Like most American minorities, the Covid pandemic has been terrible for Black Americans. According to recent CDC data, Black Americans are three times more likely to be hospitalized from a Covid infection than white Americans, and nearly twice as likely to die from it.
“People were so confused about how Covid was [seemingly] indiscriminately targeting marginalized populations,” McNeil says. “It was so funny that, after going from conversation to conversation, there wasn’t a Godzilla, an asteroid that was coming – or an Armageddon.
“It was the same basic problem being reiterated around lack of access, lack of understanding, lack of infrastructure, timing discrepancies, comorbidities – all these things that built Covid up into a superbug because what it did was expose infrastructure deficits existing in communities that are marginalized.”
Despite the challenges, McNeil—the son of a United States Army physician’s associate—remains as driven as ever to be a great doctor. Though residency brings another milestone to celebrate, don’t expect a change in commitment any time soon.
“I always remember what my Dad told me: you never set up camp in the peaks or the valleys,” he says. “Not that you can’t enjoy the moment, but you’ve always got to be cognizant of the road to come.”

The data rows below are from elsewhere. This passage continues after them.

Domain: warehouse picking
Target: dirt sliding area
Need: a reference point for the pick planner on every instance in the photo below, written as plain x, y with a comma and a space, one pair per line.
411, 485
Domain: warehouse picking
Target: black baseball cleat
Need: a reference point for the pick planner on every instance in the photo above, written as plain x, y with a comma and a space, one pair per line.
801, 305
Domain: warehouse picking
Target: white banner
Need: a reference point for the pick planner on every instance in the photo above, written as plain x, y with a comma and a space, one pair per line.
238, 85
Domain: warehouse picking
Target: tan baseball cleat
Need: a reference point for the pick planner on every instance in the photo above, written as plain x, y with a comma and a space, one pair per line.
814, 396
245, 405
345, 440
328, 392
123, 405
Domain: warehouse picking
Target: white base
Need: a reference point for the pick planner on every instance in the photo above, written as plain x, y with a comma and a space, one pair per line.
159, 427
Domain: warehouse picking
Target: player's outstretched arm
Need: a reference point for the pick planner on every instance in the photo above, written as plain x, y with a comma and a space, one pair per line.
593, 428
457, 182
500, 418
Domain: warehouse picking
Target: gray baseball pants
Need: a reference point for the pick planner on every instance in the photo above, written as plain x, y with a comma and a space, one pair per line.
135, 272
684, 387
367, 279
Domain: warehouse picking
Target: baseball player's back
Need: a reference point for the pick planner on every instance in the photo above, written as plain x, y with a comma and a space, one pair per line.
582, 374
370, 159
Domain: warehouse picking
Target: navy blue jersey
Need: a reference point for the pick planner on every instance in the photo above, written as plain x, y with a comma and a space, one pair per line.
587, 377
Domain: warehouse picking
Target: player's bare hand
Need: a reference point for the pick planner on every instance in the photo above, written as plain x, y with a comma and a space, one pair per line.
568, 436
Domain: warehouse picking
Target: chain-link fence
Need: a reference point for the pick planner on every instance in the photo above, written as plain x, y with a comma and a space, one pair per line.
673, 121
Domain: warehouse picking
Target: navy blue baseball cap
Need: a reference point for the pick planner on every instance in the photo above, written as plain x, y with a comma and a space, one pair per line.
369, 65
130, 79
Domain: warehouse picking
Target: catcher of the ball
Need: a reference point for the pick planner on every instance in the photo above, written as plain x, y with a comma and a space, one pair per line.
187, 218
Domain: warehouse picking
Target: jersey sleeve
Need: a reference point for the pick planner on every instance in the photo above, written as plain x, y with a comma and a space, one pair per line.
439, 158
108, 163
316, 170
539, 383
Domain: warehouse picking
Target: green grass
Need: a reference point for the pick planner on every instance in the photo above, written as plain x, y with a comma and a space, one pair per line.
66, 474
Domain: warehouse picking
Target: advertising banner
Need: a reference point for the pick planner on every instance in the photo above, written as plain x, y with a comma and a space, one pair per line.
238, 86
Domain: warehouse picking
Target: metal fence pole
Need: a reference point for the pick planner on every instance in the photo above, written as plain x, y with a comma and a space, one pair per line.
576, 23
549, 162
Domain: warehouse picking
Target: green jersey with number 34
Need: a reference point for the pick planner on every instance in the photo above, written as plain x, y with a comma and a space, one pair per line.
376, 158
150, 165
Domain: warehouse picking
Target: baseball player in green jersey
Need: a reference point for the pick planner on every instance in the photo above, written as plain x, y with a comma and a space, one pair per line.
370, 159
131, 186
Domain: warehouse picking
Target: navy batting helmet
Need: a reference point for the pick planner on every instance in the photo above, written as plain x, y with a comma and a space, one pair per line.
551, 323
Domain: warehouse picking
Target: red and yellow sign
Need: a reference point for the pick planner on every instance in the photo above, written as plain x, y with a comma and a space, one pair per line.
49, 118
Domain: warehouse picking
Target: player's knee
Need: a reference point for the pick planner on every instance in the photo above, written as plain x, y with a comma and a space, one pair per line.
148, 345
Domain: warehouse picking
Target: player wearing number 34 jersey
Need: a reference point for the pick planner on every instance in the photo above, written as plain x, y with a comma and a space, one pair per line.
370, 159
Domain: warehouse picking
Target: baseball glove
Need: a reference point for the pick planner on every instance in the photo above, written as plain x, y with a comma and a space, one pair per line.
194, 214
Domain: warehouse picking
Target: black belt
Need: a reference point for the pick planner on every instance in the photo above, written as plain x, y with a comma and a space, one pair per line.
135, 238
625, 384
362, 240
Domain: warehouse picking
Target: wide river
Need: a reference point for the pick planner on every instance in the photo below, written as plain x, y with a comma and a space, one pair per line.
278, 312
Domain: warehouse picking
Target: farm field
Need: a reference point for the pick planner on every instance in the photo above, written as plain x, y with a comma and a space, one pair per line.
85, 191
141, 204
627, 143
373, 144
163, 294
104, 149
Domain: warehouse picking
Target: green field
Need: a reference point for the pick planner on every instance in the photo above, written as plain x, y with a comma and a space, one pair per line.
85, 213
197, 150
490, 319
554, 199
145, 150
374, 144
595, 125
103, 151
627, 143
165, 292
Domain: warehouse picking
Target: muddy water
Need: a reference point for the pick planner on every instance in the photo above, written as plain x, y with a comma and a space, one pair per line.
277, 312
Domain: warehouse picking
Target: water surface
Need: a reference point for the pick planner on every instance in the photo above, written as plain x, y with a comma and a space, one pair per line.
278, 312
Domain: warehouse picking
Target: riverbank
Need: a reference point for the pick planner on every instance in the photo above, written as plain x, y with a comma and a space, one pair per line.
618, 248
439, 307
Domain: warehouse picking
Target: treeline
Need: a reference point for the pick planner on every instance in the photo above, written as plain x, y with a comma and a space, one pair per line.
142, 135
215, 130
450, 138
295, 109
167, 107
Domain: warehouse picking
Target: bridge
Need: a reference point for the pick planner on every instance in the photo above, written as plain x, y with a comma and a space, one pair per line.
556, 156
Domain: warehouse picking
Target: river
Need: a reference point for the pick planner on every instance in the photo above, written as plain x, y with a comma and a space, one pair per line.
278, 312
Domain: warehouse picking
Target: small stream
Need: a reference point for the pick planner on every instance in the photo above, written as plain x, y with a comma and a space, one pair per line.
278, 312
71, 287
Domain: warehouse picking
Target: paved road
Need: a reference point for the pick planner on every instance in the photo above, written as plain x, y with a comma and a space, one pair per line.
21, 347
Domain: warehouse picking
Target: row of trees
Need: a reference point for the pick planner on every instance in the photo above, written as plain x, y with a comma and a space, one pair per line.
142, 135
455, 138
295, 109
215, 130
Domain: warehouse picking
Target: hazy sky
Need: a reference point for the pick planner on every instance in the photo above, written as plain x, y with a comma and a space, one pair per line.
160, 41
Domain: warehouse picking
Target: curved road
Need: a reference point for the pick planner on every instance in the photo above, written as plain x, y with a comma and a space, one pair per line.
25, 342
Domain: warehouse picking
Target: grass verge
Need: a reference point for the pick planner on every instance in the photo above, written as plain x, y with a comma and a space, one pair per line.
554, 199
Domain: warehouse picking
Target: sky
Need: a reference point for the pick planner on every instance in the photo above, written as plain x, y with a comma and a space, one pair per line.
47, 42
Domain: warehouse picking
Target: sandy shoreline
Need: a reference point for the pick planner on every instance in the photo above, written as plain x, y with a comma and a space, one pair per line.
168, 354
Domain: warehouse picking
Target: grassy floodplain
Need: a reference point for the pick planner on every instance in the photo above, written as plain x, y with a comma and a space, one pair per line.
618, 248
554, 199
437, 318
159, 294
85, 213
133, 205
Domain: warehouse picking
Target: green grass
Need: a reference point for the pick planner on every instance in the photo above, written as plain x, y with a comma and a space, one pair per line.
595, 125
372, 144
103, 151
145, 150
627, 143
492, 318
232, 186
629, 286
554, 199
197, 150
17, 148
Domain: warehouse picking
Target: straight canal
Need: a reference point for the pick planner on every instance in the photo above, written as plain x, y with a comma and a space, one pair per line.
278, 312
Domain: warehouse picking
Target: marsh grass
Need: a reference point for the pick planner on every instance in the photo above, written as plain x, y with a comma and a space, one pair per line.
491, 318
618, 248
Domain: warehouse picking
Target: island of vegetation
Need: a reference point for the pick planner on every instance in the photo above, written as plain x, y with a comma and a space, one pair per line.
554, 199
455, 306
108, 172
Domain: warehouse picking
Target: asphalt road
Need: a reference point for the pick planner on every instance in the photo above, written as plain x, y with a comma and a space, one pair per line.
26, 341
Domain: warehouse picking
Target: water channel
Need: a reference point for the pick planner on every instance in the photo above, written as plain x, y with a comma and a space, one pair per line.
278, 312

“I can’t afford to be a terrible resident, I can’t afford to not turn up to work, I can’t afford to have an off day. That weight to me is fuel because, at the end of the day, my excellence feeds my kids and my family, and it sets the standard for other people to come.”

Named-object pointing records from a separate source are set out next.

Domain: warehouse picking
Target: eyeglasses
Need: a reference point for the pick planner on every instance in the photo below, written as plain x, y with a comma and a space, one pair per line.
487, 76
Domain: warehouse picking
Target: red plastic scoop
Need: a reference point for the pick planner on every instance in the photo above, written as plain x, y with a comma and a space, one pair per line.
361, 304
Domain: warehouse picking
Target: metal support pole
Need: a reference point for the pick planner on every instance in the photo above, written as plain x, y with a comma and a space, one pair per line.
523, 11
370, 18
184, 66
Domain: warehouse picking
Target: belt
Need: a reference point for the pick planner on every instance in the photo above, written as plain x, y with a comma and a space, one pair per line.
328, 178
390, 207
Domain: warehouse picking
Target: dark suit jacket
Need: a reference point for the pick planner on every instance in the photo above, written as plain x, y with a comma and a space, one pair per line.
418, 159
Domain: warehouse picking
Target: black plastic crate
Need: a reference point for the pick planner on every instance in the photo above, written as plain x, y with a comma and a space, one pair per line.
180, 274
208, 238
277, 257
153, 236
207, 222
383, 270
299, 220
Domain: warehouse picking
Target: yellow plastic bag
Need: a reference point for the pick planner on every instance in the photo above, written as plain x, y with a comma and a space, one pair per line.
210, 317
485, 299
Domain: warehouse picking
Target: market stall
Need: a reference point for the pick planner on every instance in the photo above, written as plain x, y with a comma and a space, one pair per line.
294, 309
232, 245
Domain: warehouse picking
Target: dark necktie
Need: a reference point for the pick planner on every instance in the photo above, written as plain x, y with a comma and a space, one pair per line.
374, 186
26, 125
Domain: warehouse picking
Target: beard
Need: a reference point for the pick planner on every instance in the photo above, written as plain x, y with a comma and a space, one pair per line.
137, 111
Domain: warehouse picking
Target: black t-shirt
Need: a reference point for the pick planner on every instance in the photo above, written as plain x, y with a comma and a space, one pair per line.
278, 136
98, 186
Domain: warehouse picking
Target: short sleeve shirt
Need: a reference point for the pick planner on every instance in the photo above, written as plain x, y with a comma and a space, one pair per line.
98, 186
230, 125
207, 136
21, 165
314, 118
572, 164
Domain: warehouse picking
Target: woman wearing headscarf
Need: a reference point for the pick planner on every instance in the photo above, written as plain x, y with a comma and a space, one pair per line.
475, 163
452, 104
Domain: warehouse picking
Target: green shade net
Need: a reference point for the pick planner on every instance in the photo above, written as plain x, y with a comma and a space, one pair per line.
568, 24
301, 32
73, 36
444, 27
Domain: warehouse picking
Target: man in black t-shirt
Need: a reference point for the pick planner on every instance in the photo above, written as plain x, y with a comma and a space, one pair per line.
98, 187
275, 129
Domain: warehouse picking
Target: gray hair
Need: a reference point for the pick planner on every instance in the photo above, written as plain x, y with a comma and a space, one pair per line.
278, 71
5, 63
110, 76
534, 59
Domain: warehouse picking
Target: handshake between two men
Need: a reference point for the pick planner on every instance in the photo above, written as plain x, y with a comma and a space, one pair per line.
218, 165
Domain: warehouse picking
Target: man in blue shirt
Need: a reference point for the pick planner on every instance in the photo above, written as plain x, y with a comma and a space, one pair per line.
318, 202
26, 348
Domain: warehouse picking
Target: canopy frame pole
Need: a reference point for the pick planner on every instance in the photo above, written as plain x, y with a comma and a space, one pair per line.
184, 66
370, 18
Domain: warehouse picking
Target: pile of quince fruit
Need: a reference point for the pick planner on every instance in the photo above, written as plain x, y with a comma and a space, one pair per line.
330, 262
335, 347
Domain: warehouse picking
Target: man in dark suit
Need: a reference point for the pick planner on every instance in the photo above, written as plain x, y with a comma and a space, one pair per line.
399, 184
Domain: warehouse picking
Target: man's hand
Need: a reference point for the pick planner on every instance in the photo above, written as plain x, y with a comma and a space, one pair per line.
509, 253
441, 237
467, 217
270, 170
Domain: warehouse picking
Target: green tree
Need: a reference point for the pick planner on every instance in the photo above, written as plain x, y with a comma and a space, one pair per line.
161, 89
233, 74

Celebrated American writer Nathaniel Hawthorne once wrote that time flies over us, but leaves its shadow behind. The shadow of the Tulsa Massacre is one of his nation’s darkest.
In 1921, planes allegedly to dropped handmade bombs on Greenwood. Black bodies were reported to have been thrown in the Arkansas River, while mass graves were also dug. More than 10,000 were made homeless, with some later forced to labor without pay.
“Greenwood, where Black success embodied the American dream, was no more, suddenly, dreadfully wiped out,” the New York Times reported, in an impressive digital feature this week that re-created the look, feel, optimism, and eventual loss of what Greenwood had become, pre-1921.
“We can’t change what happened in the past, but we can … take the information to build for the next renaissance.”
Despite its three lead plaintiffs all speaking for Congress, the lawsuit against Oklahoma and Tulsa arguing it’s responsible for the violence and destruction of Greenwood remains pending.
As of today, not one person has ever been prosecuted or punished for their role in the Tulsa Massacre. The shadow of time is one thing. Justice is very often another.
Today, McNeil will spend the day speaking to Black Tulsa residents about vaccine hesitancy. He’ll spend Monday with his family and reflect on the massacre in his own way—late cancellations have meant most of the major commemoratory events won’t be held—but he wants people to know that, after 1921, the Greenwood community was rebuilt. That good can come from bad.
“We can’t change what happened in the past,” McNeil says, “but we can … take the information to build for the next renaissance.”